America and the EU will co-ordinate their controls on exporting semiconductors and other critical technology to China, according to a draft statement seen by Reuters. They are also expected to announce joint measures to address Chinese economic coercion at a meeting in Sweden at the end of May. The report comes amid concerns, particularly among American officials, that approaches to China on each side of the Atlantic may diverge.

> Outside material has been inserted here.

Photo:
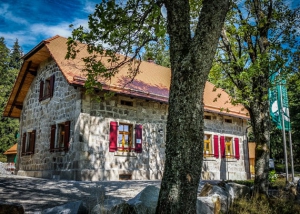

Congress, India’s main opposition party, won an emphatic victory in elections in the southern state of Karnataka, defeating the ruling Bharatiya Janata Party. The vote is the first of five crucial state elections this year that will set the tone for national parliamentary elections, due by April 2024. Rahul Gandhi, Congress’s leader, lost his parliamentary seat this year having been convicted of defamation.

Israel and Islamic Jihad, a militant group in Palestine, agreed to a ceasefire to end five days of fighting in which 33 people died. The violence erupted when Israel killed three Islamist commanders it accused of planning attacks on their soil, resulting in the worst cross-border fire since a 10-day war in 2021. Many are sceptical that the latest truce, brokered by Egypt, addresses the underlying issues in the conflict.

Sweden won the Eurovision Song Contest, a staggeringly popular cheesefest. Loreen sang the winning entry, “Tattoo”, the second time she has triumphed at the competition. Sweden has now prevailed in the annual contest a record-equalling seven times. Its first success came in 1974 with a then-obscure band named ABBA.